Have you an idea on how to make one consistant xml output from several (it can be hundreds) "sub-"outputs? (I need a biopython NCBIXML parsability) ;-) ).
That worked perfectly. Thanks!
Hi Peter, it appears as though the merge method would work well for my situation, but I am unsure how to 'call' the merge function. I have copied the def merge: to a new python file -- can I simply paste this definition before the start of my actual script? And do I call the merge function by writing merge(directorycontainingxmlfilestobemerged, output_filename) ?

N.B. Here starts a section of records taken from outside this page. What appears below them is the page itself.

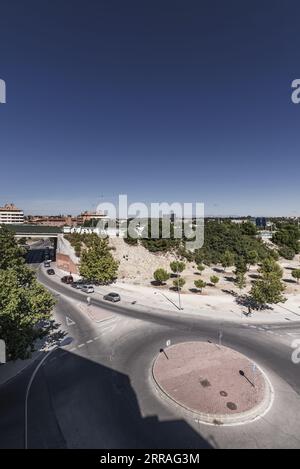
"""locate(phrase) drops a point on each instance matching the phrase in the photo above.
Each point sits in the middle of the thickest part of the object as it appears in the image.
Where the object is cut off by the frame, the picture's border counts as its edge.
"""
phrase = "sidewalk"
(214, 307)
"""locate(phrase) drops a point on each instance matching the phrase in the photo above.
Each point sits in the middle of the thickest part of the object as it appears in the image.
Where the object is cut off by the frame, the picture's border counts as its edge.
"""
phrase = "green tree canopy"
(240, 280)
(214, 279)
(177, 266)
(200, 284)
(227, 260)
(270, 266)
(296, 274)
(161, 275)
(179, 282)
(268, 290)
(25, 305)
(97, 263)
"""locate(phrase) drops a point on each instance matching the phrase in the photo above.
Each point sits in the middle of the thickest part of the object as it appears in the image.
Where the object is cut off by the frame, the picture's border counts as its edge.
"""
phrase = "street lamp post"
(178, 286)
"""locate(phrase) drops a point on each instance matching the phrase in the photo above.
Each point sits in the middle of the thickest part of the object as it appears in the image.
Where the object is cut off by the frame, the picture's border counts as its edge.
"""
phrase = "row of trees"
(25, 305)
(177, 267)
(97, 263)
(287, 239)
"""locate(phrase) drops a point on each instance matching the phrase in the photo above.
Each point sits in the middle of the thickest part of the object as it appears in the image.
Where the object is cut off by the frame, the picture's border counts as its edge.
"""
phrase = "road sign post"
(2, 352)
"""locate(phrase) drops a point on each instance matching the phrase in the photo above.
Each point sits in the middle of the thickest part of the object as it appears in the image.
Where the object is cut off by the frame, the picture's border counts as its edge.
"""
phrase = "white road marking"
(69, 321)
(27, 393)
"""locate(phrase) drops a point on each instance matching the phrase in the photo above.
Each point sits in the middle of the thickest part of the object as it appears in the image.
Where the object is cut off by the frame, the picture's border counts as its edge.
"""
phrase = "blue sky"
(162, 100)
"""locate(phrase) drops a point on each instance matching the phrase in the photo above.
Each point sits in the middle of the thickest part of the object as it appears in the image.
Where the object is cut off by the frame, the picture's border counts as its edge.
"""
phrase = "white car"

Hey, it's good to know I'm not the only one interested as I had no vote for the question ;-) You can find the modified code to make it working as is here: http://code.google.com/p/bioman/source/browse/BlastXMLmerge.py Enjoy! (And thanks again to Galaxy folks)
I guess in some sense I'm one of the Galaxy folk, although not one of their core developers.
Dear @Manu Prestat,
Thanks for the python script.
If I'm not mistaken in order to execute the script, I should do
python BlastXMLmerge.py merged.xml output1.xml output2.xml output3.xml
Please correct me if I was wrong. Thanks.
You're right KJ ;-)
Dear @Manu Prestat,
I tried to run the script with my xml files, but python raised this error:
-bash: /usr/local/bin/python: Argument list too long
I trying to run this script with 7,749 items.
I tried in my mac (OSX 10.8.4) and in redhat linux, both failed.
Any hints?
Thank you very much
This is a comman line length problem. First of all run this in the same directory as the input XML files to you can use local paths (avoid directory names naming the command longer).
If that is not enough, either do it in batches, or modify the script to accept a folder name as input (although then you will have less control over the file order...).